Krapfenfasching

Dienstag, 8. Februar 2005 um 11:28

Ja, ich hatte durchaus auch meine Phase des Faschingsmuffelns, so im Alter zwischen 19 und 25. Also in der Zeit, in der Privatfeste reine Sitzgelage waren und meine Peer Group sich eher mit dem Wachturm ans Eck gestellt hätte als auf einer Party zu toben und zu tanzen. Doch dann begann ich den bayerischen Fasching zu vermissen, der für mich nie viel mit dem Gaudiwurm (Karnevalszug) auf den Dörfern zu tun hatte, sondern vor allem mit Kostümbällen.

Meine Mutter veranstaltete fast jedes Jahr einen Kinderfasching bei uns daheim, dazu kam mindestens ein Kinderfaschingsball (vorzugsweise der im Spiegelsaal des Kolpinghauses und nicht im Festsaal des Stadttheaters, denn dort konnten wir Kinder ungestört rumtoben und wurden nicht ständig von irgendwelchen Kindergarden und Faschingsprinzenpaaren unterbrochen). Kostümiert wurde ich von meiner Mutter auf’s Kreativste: Biedermeier-Fräulein, Pippi Langstrumpf, Kräuterhexe, Meerjungfrau. Die Kostüme nähte die Mutter alle selbst und sah verächtlich auf die Nachbars-Mütter herab, die ihre kleinen Kinder in Indianer-, Musketier- und Marienkäferkostüme aus dem Kaufhaus steckten.
Es kostete mich viel Protest und Gemotze, bis ich endlich, endlich mal als Prinzessin gehen durfte.
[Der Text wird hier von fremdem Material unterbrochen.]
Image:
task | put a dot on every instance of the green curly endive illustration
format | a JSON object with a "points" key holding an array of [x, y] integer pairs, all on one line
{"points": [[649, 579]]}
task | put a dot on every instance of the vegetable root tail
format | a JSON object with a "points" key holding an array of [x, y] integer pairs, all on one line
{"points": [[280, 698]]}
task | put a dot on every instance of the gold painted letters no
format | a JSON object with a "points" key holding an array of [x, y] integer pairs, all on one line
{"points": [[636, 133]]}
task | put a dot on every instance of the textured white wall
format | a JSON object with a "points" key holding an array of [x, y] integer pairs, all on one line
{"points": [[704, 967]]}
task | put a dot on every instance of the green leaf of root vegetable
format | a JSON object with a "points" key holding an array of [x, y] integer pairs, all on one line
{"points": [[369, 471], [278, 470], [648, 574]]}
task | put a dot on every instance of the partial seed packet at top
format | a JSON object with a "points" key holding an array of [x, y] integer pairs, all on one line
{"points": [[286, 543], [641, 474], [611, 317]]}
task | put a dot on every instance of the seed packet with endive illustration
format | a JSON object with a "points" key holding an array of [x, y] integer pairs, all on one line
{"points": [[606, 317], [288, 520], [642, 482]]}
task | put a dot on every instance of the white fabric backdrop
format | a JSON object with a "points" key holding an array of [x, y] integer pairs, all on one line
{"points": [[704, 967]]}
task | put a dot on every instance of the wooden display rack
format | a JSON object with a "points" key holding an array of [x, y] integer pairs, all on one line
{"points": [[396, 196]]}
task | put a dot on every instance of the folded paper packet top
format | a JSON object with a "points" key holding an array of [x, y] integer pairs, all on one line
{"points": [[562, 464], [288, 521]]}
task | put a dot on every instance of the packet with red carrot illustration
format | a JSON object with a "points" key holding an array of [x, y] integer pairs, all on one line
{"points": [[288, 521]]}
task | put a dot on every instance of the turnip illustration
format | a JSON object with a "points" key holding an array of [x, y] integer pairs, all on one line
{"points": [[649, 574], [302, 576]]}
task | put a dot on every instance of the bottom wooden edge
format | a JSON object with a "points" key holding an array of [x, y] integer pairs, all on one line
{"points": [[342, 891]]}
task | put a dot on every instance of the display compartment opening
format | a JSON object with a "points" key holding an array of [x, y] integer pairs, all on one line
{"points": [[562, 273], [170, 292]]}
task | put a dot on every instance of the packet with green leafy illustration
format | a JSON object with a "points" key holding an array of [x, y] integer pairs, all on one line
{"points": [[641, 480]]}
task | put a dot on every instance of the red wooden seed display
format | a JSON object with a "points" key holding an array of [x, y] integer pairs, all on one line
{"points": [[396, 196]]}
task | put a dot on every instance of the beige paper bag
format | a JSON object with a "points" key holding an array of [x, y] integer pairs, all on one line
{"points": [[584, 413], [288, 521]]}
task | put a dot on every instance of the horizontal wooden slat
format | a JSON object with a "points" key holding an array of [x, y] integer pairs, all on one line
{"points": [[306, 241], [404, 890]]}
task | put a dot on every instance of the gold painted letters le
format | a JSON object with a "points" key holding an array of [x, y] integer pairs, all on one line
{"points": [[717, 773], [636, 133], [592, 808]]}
Dann allerdings beharrte meine Mutter darauf, dass es wenigstens eine besondere Prinzessin sein musste: Ich war eine Froschkönigin in grün-goldenem Kleid und mit Krönchen (das Wichtigste!), in der einen Hand einen grünen Gummifrosch, in der anderen einen goldbemalten kleinen Ball (get it?).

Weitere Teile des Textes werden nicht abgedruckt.